# Implementation of RLS-based Adaptive Filterson nVIDIA GeForce Graphics Processing Unit

| 著者                | Hirano Akihiro, Nakayama Kenji   |  |  |  |
|-------------------|----------------------------------|--|--|--|
| journal or        | 第26回信号処理シンポジウム講演論文集 = Proc.      |  |  |  |
| publication title | of 25th SIP Symposium            |  |  |  |
| number            | 2011                             |  |  |  |
| page range        | 477-481                          |  |  |  |
| year              | 2011-01-01                       |  |  |  |
| URL               | http://hdl.handle.net/2297/35266 |  |  |  |

### Implementation of RLS-based Adaptive Filters on nVIDIA GeForce Graphics Processing Unit

Akihiro HIRANO

Kenji Nakayama

Kanazawa University

**Abstract** This paper presents efficient implementation of RLS-based adaptive filters with a large number of taps on nVIDIA GeForce graphics processing unit (GPU) and CUDA software development environment. Modification of the order and the combination of calculations reduces the number of accesses to slow off-chip memory. Assigning tasks into multiple threads also takes memory access order into account. For a 4096-tap case, a GPU program is almost three times faster than a CPU program.

#### 1 Introduction

Echo cancellers are used to reduce echoes in a wide range of applications, such as teleconference systems and hands-free telephones. As adaptation algorithms used in echo cancellers, least mean square (LMS) family algorithms[1], [2] are widely used because of their low computational complexity. However, the convergence speed of the LMS algorithms is slow for colored signals such as speech signals.

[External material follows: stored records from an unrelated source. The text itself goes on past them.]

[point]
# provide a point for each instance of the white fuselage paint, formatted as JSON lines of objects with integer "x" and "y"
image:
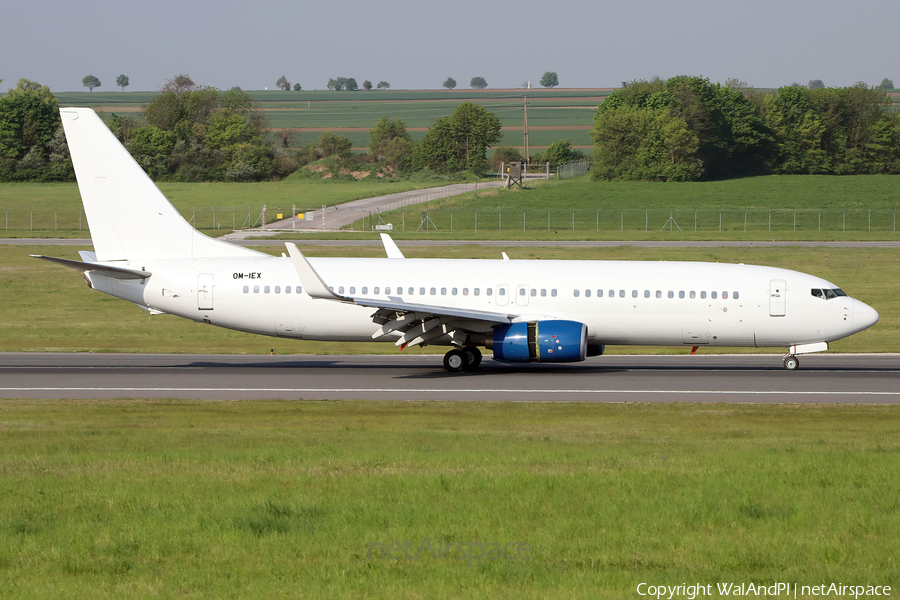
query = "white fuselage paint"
{"x": 212, "y": 290}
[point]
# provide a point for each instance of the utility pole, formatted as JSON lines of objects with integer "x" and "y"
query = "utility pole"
{"x": 526, "y": 129}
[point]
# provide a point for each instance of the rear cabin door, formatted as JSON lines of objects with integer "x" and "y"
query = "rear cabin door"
{"x": 777, "y": 297}
{"x": 205, "y": 291}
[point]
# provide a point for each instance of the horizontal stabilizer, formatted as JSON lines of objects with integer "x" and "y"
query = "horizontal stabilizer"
{"x": 112, "y": 272}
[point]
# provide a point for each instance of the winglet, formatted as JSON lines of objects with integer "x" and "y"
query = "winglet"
{"x": 309, "y": 279}
{"x": 390, "y": 247}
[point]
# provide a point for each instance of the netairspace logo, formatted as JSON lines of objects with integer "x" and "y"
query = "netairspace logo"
{"x": 468, "y": 552}
{"x": 786, "y": 590}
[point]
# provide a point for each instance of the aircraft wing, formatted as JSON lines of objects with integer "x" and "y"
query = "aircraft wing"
{"x": 414, "y": 323}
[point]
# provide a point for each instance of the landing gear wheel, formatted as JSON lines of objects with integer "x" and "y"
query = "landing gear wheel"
{"x": 455, "y": 360}
{"x": 473, "y": 358}
{"x": 791, "y": 363}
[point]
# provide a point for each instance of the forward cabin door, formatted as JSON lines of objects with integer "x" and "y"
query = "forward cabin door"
{"x": 205, "y": 291}
{"x": 777, "y": 297}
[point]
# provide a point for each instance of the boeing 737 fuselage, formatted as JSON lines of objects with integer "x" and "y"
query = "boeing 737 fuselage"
{"x": 535, "y": 310}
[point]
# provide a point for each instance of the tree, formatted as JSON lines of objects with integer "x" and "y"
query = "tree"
{"x": 179, "y": 84}
{"x": 460, "y": 142}
{"x": 549, "y": 79}
{"x": 332, "y": 144}
{"x": 390, "y": 143}
{"x": 90, "y": 82}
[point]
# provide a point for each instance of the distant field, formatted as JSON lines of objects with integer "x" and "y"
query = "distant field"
{"x": 800, "y": 207}
{"x": 550, "y": 112}
{"x": 49, "y": 308}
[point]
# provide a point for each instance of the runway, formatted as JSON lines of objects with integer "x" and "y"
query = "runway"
{"x": 829, "y": 378}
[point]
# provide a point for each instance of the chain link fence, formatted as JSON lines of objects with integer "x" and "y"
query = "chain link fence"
{"x": 631, "y": 220}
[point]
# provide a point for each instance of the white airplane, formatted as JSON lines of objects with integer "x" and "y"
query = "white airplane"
{"x": 535, "y": 310}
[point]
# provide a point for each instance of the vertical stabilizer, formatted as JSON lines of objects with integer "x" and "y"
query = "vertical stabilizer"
{"x": 129, "y": 217}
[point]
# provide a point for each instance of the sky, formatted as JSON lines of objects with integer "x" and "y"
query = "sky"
{"x": 417, "y": 44}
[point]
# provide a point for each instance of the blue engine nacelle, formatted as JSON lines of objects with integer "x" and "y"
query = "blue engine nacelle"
{"x": 540, "y": 341}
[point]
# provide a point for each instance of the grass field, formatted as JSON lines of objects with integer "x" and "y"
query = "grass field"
{"x": 785, "y": 207}
{"x": 142, "y": 499}
{"x": 49, "y": 308}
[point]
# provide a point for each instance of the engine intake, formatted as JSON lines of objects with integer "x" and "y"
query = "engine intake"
{"x": 540, "y": 341}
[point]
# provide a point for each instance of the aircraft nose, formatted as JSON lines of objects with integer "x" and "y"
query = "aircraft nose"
{"x": 864, "y": 316}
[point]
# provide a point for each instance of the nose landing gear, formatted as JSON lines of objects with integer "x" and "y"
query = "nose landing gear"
{"x": 462, "y": 359}
{"x": 791, "y": 362}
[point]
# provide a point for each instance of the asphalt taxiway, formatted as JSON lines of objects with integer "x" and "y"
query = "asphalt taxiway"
{"x": 824, "y": 378}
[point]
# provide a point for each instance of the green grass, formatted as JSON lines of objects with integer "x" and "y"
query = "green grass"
{"x": 625, "y": 210}
{"x": 141, "y": 499}
{"x": 48, "y": 308}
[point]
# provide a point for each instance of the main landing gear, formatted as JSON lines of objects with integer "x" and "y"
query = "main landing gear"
{"x": 791, "y": 362}
{"x": 462, "y": 359}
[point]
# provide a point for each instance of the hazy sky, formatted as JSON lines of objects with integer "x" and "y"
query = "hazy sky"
{"x": 415, "y": 44}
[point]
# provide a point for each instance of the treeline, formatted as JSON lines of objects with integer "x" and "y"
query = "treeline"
{"x": 687, "y": 129}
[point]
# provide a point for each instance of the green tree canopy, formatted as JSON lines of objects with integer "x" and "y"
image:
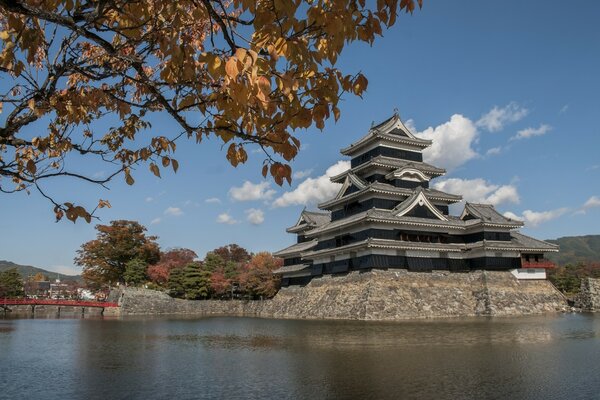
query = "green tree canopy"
{"x": 135, "y": 272}
{"x": 196, "y": 282}
{"x": 11, "y": 284}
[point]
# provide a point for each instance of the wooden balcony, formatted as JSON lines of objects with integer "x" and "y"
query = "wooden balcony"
{"x": 538, "y": 264}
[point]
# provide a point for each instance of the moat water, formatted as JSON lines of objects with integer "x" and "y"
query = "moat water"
{"x": 551, "y": 357}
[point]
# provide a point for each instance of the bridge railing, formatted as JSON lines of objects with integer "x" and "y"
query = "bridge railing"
{"x": 53, "y": 302}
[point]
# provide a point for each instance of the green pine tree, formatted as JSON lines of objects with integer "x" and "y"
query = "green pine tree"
{"x": 135, "y": 272}
{"x": 11, "y": 284}
{"x": 196, "y": 282}
{"x": 175, "y": 283}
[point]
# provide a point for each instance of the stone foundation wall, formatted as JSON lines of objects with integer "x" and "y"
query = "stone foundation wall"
{"x": 374, "y": 295}
{"x": 589, "y": 296}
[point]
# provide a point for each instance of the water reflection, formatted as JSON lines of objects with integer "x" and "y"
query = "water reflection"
{"x": 551, "y": 357}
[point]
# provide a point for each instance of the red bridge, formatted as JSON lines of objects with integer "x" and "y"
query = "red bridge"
{"x": 51, "y": 302}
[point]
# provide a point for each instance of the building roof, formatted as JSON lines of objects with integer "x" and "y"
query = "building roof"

As a candidate of a fast convergence algorithm, a recursive least squares (RLS) algorithm[3] is well known. The drawback of the RLS algorithm is its huge amount of computation which is proportional to the square of the filter length. For acoustic echo cancellers (AEC's), the number of taps is from several hundreds to several thousands. Therefore, using the RLS algorithm in realtime AEC's is extremely difficult.

Recent years, PC-based communication systems such as Skype and Messenger becomes very popular. Recent PC's are also equipped with powerful graphics processing units (GPU's). These GPU's are also capable of numerical computations by using C/C++ language[4]–[6] and have been used for computer simulations. Therefore, audio/speech processing on GPU's has been studied for AEC's[7]–[9] and independent component analysis (ICA)[10].

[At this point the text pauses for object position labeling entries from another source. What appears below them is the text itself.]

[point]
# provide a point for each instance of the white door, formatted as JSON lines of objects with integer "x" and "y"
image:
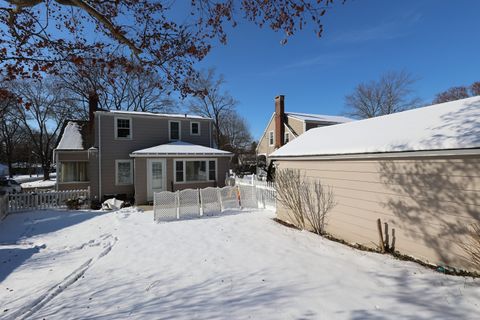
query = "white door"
{"x": 156, "y": 176}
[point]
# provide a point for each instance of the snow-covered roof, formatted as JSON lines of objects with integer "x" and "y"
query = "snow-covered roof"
{"x": 451, "y": 125}
{"x": 71, "y": 137}
{"x": 318, "y": 117}
{"x": 180, "y": 148}
{"x": 164, "y": 115}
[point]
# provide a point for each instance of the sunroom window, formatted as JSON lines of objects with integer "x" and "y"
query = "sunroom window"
{"x": 73, "y": 171}
{"x": 195, "y": 170}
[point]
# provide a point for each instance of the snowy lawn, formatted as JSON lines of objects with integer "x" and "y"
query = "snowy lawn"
{"x": 241, "y": 265}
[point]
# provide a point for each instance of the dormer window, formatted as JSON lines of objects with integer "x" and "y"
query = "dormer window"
{"x": 123, "y": 128}
{"x": 195, "y": 128}
{"x": 174, "y": 130}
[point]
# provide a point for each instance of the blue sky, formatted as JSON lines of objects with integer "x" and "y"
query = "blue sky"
{"x": 436, "y": 40}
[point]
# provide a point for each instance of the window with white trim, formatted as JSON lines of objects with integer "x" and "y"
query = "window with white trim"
{"x": 179, "y": 171}
{"x": 195, "y": 170}
{"x": 174, "y": 130}
{"x": 73, "y": 171}
{"x": 123, "y": 128}
{"x": 195, "y": 128}
{"x": 123, "y": 172}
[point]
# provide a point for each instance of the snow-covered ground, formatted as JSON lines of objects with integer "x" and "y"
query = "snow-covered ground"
{"x": 241, "y": 265}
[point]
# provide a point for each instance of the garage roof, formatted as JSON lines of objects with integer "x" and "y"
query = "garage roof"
{"x": 450, "y": 125}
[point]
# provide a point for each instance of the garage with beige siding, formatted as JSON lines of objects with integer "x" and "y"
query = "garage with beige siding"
{"x": 418, "y": 171}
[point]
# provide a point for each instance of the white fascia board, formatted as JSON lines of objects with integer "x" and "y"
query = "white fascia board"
{"x": 385, "y": 155}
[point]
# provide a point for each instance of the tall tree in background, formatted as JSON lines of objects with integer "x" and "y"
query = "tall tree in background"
{"x": 452, "y": 94}
{"x": 47, "y": 107}
{"x": 211, "y": 101}
{"x": 116, "y": 89}
{"x": 475, "y": 88}
{"x": 393, "y": 92}
{"x": 11, "y": 130}
{"x": 38, "y": 36}
{"x": 457, "y": 93}
{"x": 234, "y": 133}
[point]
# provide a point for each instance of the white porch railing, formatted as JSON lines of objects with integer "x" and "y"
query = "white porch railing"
{"x": 43, "y": 200}
{"x": 195, "y": 203}
{"x": 257, "y": 191}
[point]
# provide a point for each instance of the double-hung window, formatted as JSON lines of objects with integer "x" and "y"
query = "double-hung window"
{"x": 271, "y": 140}
{"x": 174, "y": 130}
{"x": 123, "y": 128}
{"x": 123, "y": 172}
{"x": 73, "y": 171}
{"x": 195, "y": 128}
{"x": 195, "y": 170}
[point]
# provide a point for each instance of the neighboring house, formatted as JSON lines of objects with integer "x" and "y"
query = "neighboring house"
{"x": 417, "y": 170}
{"x": 134, "y": 154}
{"x": 3, "y": 170}
{"x": 284, "y": 127}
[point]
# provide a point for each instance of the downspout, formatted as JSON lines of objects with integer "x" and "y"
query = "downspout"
{"x": 99, "y": 158}
{"x": 210, "y": 132}
{"x": 57, "y": 168}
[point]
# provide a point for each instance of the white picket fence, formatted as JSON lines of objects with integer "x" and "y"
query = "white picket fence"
{"x": 259, "y": 191}
{"x": 195, "y": 203}
{"x": 43, "y": 200}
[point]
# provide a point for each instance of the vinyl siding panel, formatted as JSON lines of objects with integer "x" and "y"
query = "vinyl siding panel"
{"x": 146, "y": 132}
{"x": 429, "y": 201}
{"x": 141, "y": 176}
{"x": 263, "y": 144}
{"x": 297, "y": 125}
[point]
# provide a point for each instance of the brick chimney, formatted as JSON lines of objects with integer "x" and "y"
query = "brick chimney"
{"x": 279, "y": 118}
{"x": 92, "y": 107}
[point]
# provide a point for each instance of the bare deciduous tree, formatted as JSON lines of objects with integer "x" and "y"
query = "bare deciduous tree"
{"x": 47, "y": 107}
{"x": 287, "y": 185}
{"x": 475, "y": 88}
{"x": 452, "y": 94}
{"x": 116, "y": 89}
{"x": 11, "y": 130}
{"x": 211, "y": 100}
{"x": 393, "y": 92}
{"x": 38, "y": 35}
{"x": 318, "y": 201}
{"x": 234, "y": 133}
{"x": 305, "y": 201}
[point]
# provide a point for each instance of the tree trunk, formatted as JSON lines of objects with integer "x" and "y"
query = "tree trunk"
{"x": 46, "y": 169}
{"x": 10, "y": 166}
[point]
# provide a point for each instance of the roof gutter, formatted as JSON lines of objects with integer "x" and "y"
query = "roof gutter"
{"x": 383, "y": 155}
{"x": 176, "y": 154}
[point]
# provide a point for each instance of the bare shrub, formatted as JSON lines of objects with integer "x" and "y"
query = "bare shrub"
{"x": 318, "y": 200}
{"x": 472, "y": 245}
{"x": 288, "y": 182}
{"x": 304, "y": 201}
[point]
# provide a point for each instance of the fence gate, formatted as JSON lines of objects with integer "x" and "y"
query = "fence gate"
{"x": 43, "y": 200}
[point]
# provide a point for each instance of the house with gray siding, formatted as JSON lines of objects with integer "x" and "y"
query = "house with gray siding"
{"x": 134, "y": 154}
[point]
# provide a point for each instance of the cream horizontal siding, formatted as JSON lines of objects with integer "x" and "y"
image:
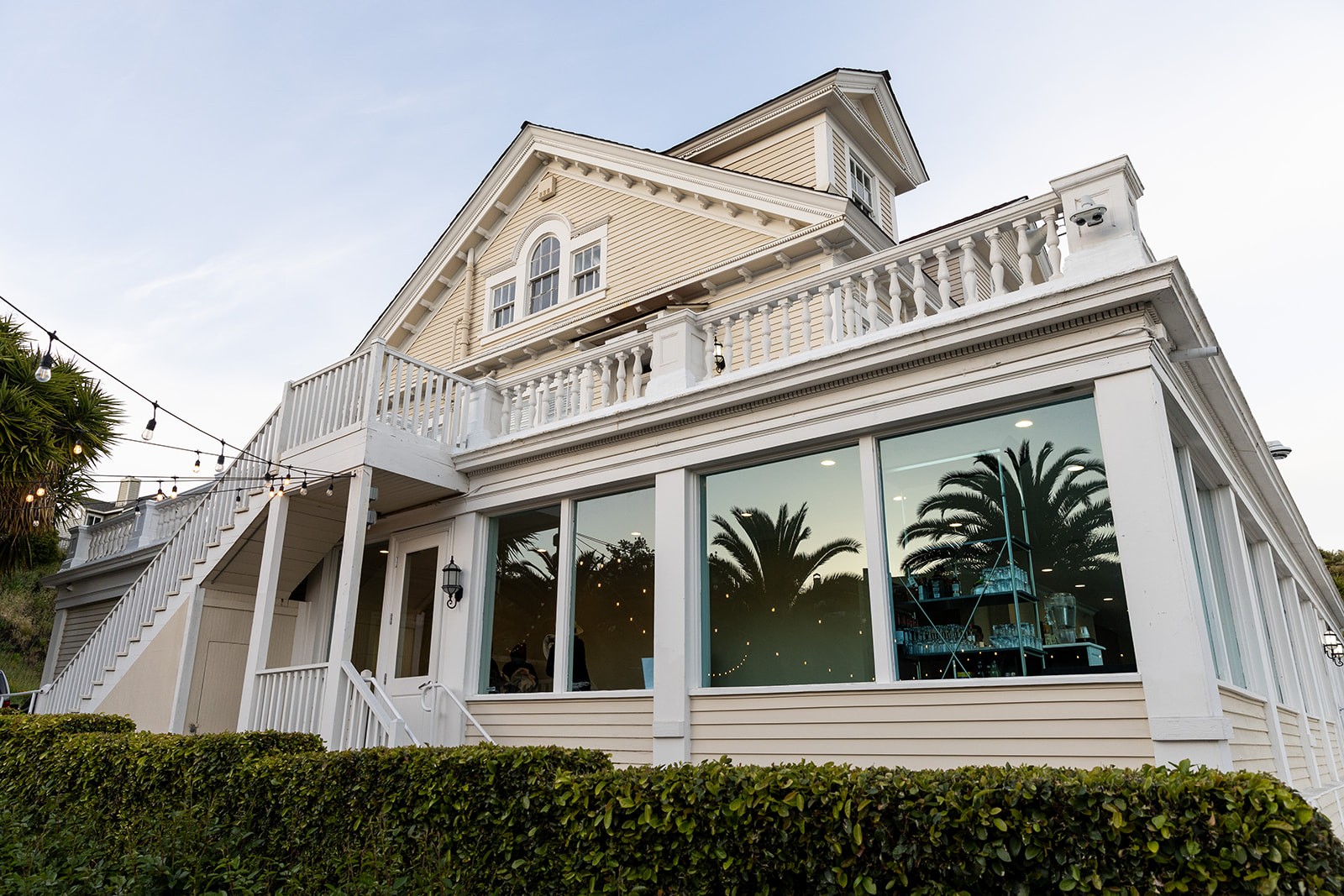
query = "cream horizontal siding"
{"x": 1250, "y": 745}
{"x": 1294, "y": 746}
{"x": 790, "y": 159}
{"x": 840, "y": 183}
{"x": 80, "y": 626}
{"x": 618, "y": 726}
{"x": 1061, "y": 725}
{"x": 647, "y": 244}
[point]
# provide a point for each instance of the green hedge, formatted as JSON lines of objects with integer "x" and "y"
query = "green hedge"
{"x": 104, "y": 809}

In this paper, computationally efficient implementation of adaptive filters with the RLS algorithm on nVIDIA GeForce family GPU and CUDA is discussed. Section 2 describes the adaptive filter with the RLS algorithm. GeForce family GPU and CUDA is briefly described in Sec. 3. The proposed implementation is shown by Sec. 4. Section 5 compares the performance.

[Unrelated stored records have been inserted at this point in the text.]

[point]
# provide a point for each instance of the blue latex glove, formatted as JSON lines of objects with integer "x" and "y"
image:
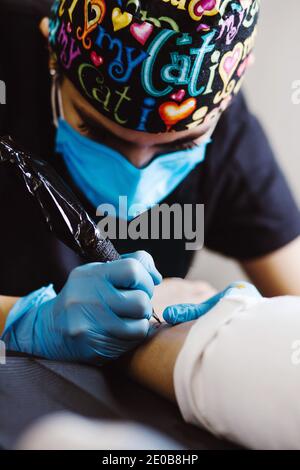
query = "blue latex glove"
{"x": 187, "y": 312}
{"x": 102, "y": 312}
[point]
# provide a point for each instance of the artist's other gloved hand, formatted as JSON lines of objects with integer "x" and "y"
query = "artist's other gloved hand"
{"x": 187, "y": 312}
{"x": 102, "y": 312}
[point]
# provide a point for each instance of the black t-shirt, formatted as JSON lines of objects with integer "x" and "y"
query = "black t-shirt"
{"x": 249, "y": 210}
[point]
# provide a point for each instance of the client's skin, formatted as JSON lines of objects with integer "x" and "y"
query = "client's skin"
{"x": 152, "y": 364}
{"x": 169, "y": 292}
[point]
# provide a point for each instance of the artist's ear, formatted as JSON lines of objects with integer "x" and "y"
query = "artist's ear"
{"x": 44, "y": 27}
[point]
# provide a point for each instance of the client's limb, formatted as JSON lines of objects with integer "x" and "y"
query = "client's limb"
{"x": 233, "y": 371}
{"x": 6, "y": 304}
{"x": 152, "y": 364}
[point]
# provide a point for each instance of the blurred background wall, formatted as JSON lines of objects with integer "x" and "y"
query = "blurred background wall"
{"x": 269, "y": 91}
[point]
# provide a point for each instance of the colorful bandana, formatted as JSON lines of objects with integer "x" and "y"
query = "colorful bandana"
{"x": 155, "y": 65}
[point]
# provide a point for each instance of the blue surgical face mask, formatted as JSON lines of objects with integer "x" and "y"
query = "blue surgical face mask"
{"x": 103, "y": 174}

#### 2 Adaptive Filter Based on RLS Algorithm

From the filter coefficient vector  $\boldsymbol{w}(n)$  and the input signal vector  $\boldsymbol{u}(n)$  at the time index n, the filter output y(n) is generated by

$$y(n) = \boldsymbol{w}^T(n)\boldsymbol{u}(n). \tag{1}$$

The superscript T denotes the transpose of a matrix or a vector. The error signal e(n) between the desired response d(n) and the filter output y(n) is calculated by

$$e(n) = d(n) - y(n).$$
 (2)

Using the inverse correlation matrix P(n), the gain vector k(n) is given by

$$\boldsymbol{k}(n) = \frac{\lambda^{-1} \boldsymbol{P}(n-1) \boldsymbol{u}(n)}{1 + \lambda^{-1} \boldsymbol{u}^T(n) \boldsymbol{P}(n-1) \boldsymbol{u}(n)}.$$
 (3)

The filter coefficients  $\boldsymbol{w}(n)$  is updated by

$$\boldsymbol{w}(n) = \boldsymbol{w}(n-1) + \boldsymbol{k}(n)\boldsymbol{e}(n), \qquad (4)$$

followed by the update of  $\boldsymbol{P}(n)$  by

$$\boldsymbol{P}(n) = \lambda^{-1} \boldsymbol{P}(n-1) - \lambda^{-1} \boldsymbol{k}(n) \boldsymbol{u}^{T}(n) \boldsymbol{P}(n-1).$$
 (5)

By introducing a vector  $\boldsymbol{v}(n)$  defined by

$$\boldsymbol{v}(n) = \boldsymbol{P}(n-1)\boldsymbol{u}(n), \tag{6}$$

equations (3) and (5) can be rewritten as

$$\boldsymbol{k}(n) = \frac{\lambda^{-1} \boldsymbol{v}(n)}{1 + \lambda^{-1} \boldsymbol{u}^T(n) \boldsymbol{v}(n)}$$
(7)

$$\boldsymbol{P}(n) = \lambda^{-1} \boldsymbol{P}(n-1) - \lambda^{-1} \boldsymbol{k}(n) \boldsymbol{v}^{T}(n).$$
 (8)

For  $N_{tap}$ -tap case, computations for (6) and (8) require  $N_{tap}^2$ -order computations.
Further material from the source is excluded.